Si está pensando en pasar del calentamiento por aire caliente al calentamiento por infrarrojos en su proceso de procesamiento profundo, no piense en ello como simplemente como una mejora en los equipos utilizados. Piénselo más bien como una forma de ahorrar tiempo.
El calentamiento por aire caliente es lento. Utiliza la convección, lo que significa que se calienta el aire y luego se espera que ese aire caliente las obleas. Siempre hay un retraso. El calentamiento por infrarrojos es diferente: utiliza energía radiante para calentar directamente el sustrato.
Es rápido. Realmente rápido.
Cuando se utiliza el calentamiento por aire caliente, uno tiene que lidiar con la inercia térmica. Hay que esperar a que toda la cámara alcance una temperatura determinada antes de que las obleas comiencen a estabilizarse. Es un proceso lento.
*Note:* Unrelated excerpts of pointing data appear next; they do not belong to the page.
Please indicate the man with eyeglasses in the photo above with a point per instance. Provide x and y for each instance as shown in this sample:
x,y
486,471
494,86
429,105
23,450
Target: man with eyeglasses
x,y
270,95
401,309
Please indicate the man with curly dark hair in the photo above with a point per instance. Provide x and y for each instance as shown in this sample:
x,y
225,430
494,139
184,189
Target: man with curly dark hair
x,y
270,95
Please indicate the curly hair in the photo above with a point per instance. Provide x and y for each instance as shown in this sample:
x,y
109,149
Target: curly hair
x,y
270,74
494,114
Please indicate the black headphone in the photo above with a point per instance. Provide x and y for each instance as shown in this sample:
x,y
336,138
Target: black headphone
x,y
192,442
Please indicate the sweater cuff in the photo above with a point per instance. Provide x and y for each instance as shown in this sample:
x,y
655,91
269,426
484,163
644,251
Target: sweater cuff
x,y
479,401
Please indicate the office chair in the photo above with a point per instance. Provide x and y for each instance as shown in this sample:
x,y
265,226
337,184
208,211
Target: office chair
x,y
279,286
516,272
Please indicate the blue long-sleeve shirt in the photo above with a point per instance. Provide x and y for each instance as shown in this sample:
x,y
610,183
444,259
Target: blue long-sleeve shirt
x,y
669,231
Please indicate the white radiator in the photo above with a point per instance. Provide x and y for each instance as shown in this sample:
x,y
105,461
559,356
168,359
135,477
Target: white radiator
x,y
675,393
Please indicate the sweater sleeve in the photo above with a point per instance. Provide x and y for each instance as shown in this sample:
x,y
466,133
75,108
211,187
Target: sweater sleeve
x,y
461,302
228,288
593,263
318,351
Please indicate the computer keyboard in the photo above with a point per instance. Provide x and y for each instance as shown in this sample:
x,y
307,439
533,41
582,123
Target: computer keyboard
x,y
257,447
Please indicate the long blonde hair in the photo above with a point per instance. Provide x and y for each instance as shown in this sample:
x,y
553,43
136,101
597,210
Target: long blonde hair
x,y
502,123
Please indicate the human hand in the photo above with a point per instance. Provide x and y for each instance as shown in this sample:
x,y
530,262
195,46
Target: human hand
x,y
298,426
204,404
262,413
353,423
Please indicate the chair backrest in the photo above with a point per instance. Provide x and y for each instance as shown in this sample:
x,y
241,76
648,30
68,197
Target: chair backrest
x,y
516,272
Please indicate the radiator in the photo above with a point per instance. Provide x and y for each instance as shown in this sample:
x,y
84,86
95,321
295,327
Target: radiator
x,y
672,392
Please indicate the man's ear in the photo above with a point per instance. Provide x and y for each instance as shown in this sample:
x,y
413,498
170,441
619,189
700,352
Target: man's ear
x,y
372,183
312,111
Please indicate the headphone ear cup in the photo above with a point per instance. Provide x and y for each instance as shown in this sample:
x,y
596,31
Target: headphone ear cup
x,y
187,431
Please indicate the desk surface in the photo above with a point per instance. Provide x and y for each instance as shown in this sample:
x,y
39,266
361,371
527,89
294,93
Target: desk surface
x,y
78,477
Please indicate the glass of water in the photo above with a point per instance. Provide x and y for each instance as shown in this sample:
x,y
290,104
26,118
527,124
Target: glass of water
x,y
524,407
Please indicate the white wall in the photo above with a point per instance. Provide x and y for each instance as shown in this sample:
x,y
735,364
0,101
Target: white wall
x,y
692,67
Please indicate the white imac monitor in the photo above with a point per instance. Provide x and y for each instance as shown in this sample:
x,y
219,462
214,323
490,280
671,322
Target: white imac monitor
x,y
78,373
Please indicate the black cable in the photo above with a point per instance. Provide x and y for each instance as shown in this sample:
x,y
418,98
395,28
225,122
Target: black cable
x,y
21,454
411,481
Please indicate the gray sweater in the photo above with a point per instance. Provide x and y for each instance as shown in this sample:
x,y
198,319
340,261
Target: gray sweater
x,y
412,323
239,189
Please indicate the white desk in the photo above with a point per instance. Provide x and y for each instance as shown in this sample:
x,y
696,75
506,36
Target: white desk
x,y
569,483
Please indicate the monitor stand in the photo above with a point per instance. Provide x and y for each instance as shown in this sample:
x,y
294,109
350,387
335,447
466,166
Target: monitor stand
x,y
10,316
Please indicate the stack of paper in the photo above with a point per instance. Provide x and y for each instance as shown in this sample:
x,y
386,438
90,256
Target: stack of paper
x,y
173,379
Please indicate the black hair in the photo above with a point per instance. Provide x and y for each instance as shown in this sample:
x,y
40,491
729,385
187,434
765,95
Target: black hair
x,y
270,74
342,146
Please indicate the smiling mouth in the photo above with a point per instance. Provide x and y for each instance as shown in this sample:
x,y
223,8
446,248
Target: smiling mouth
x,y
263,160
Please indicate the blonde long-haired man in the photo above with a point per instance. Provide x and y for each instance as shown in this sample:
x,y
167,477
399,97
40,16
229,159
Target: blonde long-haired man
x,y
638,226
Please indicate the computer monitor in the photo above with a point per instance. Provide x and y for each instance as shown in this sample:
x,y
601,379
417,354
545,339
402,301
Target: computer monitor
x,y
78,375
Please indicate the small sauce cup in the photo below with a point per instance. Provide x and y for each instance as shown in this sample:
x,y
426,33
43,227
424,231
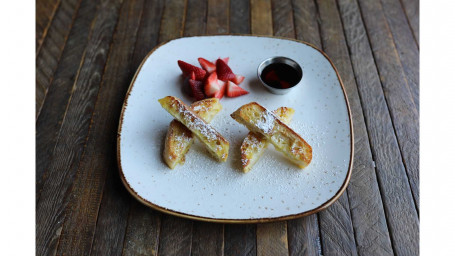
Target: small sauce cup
x,y
279,74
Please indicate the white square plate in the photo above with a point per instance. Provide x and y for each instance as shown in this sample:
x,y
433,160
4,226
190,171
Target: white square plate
x,y
205,189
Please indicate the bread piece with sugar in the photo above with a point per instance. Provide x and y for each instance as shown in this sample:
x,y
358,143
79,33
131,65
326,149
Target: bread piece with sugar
x,y
179,139
260,120
215,143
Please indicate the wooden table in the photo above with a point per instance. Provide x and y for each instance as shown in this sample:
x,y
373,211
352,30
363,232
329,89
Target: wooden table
x,y
87,53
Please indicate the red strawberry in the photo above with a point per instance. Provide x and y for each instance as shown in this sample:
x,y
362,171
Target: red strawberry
x,y
188,68
214,87
226,60
234,90
197,89
225,73
238,79
207,65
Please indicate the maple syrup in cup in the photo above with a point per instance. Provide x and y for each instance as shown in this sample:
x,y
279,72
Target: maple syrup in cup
x,y
279,74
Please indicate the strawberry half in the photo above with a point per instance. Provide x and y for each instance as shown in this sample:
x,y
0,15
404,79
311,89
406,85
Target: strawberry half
x,y
225,73
234,90
207,65
187,69
197,89
214,87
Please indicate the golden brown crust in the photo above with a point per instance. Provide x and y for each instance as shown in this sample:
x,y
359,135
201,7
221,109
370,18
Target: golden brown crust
x,y
216,144
179,139
255,144
258,119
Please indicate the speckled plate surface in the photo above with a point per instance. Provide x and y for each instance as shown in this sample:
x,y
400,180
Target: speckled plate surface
x,y
205,189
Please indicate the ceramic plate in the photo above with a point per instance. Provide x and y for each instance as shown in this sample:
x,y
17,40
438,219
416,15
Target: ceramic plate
x,y
205,189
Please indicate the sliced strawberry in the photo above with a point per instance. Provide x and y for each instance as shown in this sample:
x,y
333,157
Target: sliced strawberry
x,y
223,71
207,65
188,68
220,93
197,89
238,79
226,60
214,87
234,90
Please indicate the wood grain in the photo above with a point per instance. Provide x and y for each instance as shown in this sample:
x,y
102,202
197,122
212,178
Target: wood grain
x,y
208,239
261,17
218,17
50,51
53,111
196,18
239,17
283,20
44,11
175,236
366,206
239,240
303,236
406,46
306,22
172,22
272,239
88,185
109,237
143,224
402,218
142,234
411,7
73,133
397,95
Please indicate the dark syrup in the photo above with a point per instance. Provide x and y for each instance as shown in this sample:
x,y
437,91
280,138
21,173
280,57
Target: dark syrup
x,y
280,76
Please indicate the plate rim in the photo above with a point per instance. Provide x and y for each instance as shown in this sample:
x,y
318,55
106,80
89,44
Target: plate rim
x,y
234,221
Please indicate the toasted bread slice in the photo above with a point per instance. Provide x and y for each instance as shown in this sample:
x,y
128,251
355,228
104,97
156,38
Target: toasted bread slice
x,y
179,139
216,144
255,144
258,119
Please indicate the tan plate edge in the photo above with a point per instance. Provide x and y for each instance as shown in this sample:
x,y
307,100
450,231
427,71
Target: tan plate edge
x,y
242,221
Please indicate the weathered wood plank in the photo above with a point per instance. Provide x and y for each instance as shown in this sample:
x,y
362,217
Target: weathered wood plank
x,y
411,7
398,97
305,22
407,49
208,239
239,20
111,224
218,17
175,236
239,240
303,236
337,235
196,20
399,205
44,11
283,20
142,234
367,213
141,222
73,133
172,22
88,185
261,17
48,55
54,108
272,239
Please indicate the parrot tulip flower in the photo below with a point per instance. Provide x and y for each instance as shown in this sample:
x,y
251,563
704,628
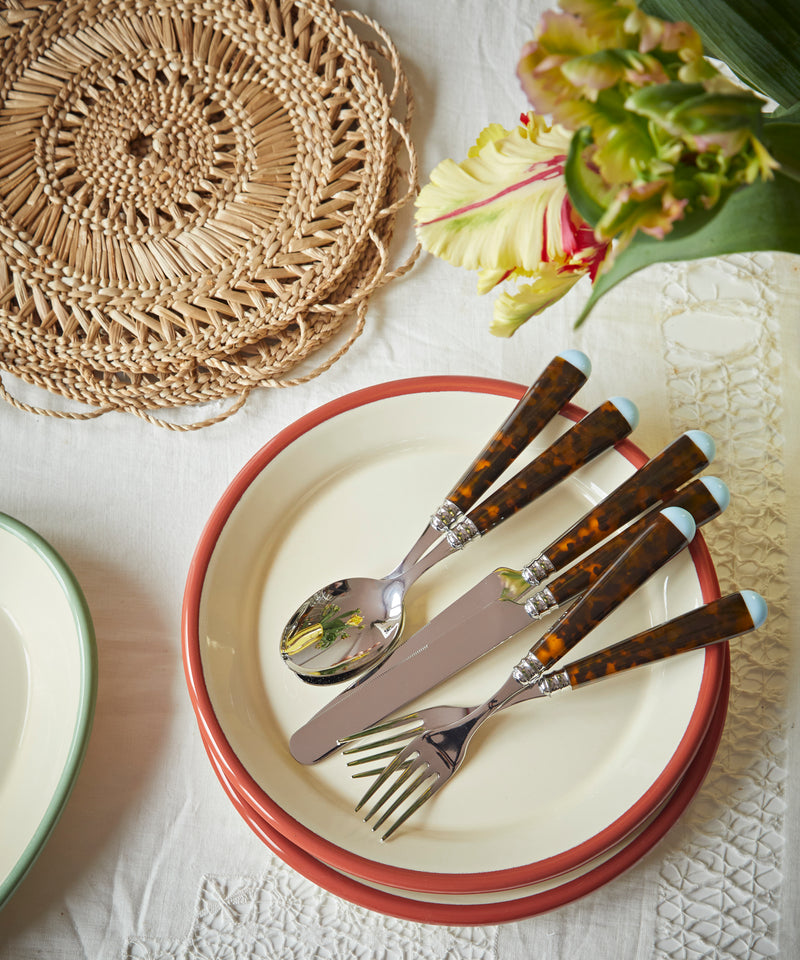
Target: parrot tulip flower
x,y
505,212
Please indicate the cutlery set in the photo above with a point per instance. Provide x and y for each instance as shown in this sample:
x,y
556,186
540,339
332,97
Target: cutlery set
x,y
352,628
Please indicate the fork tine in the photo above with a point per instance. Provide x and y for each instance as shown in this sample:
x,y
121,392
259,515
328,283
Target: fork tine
x,y
363,774
375,744
387,772
425,773
373,757
393,787
380,727
422,798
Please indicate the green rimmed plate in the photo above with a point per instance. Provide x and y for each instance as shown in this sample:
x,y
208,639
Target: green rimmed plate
x,y
48,689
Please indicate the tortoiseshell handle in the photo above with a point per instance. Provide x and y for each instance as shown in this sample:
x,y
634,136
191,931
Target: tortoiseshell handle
x,y
704,498
611,422
655,481
558,383
719,620
667,534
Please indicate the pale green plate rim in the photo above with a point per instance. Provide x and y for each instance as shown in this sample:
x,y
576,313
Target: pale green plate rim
x,y
86,703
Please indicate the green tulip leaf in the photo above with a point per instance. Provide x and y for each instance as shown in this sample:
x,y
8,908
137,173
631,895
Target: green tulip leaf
x,y
585,186
758,39
782,139
762,216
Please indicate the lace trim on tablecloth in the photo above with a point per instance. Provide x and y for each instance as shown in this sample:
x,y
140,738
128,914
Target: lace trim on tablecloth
x,y
282,916
720,881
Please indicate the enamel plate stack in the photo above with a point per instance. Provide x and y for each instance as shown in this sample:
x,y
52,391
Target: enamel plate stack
x,y
557,796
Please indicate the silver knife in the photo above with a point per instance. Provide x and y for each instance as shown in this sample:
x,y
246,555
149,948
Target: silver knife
x,y
486,616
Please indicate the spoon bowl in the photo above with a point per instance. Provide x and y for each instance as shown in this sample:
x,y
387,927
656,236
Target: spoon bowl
x,y
343,628
351,625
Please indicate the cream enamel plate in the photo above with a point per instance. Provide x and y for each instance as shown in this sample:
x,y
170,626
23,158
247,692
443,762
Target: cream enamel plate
x,y
496,906
345,492
48,684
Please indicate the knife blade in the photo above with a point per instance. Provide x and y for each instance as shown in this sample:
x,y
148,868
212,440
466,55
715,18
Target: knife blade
x,y
496,609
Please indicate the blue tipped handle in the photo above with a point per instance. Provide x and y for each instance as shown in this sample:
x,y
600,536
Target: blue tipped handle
x,y
579,360
628,409
705,442
756,605
718,490
682,519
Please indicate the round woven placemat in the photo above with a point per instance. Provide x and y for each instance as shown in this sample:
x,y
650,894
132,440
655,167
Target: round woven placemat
x,y
195,196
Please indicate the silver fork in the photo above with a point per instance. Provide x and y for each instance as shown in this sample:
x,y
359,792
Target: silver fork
x,y
436,754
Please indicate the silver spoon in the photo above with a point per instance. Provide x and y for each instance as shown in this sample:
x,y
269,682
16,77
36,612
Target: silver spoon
x,y
326,641
319,643
349,625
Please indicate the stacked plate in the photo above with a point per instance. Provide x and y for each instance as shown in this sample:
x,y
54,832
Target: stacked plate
x,y
48,688
557,797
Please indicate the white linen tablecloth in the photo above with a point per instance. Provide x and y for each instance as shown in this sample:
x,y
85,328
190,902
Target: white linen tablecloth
x,y
150,860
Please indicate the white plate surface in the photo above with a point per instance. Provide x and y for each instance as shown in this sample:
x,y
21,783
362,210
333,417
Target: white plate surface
x,y
48,681
349,497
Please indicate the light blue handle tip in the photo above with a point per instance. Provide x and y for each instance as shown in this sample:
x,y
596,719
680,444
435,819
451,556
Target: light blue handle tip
x,y
628,409
682,519
578,359
705,442
718,490
756,605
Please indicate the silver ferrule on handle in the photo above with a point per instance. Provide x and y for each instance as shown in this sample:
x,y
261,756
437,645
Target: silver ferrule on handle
x,y
553,682
462,534
446,515
529,670
538,570
540,603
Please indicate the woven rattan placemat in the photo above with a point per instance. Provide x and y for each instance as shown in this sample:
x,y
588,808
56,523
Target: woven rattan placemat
x,y
195,196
Pero con las lámparas de infrarrojos, la respuesta es casi instantánea. Por eso se utiliza tanto en el procesamiento térmico rápido (RTP). Se evita el uso de intermediarios, y se logran las temperaturas deseadas en segundos en lugar de minutos. De este modo, ese “juego de espera” que ralentiza todo el proceso de producción desaparece.
Luego está el problema de la consistencia. El calentamiento por convección es impreciso: se producen zonas frías o, peor aún, turbulencias que causan cambios en la posición de las obleas. El calentamiento por infrarrojos permite controlar la distribución del calor. Dado que podemos controlar cada una de las lámparas, podemos evitar esos problemas. De esta manera, se obtiene un perfil térmico uniforme en toda la superficie de la oblea.
Claro, no todo es tan sencillo. El calentamiento por infrarrojos genera una gran cantidad de energía. Por eso, los sistemas de enfriamiento y los sensores deben estar a la altura de las circunstancias. Si el circuito PID no está ajustado adecuadamente, es posible que se excedan las temperaturas deseadas y, así, dañar las obleas.
No basta con simplemente colocar una lámpara de infrarrojos dentro de un sistema de convección. Hay que calcular primero la carga térmica de todos los componentes circundantes.
Aun así, para aquellos que quieren aumentar la cantidad de obleas procesadas por hora, el calentamiento por infrarrojos es la solución ideal. Convierte un proceso lento y poco eficiente en uno preciso y rápido.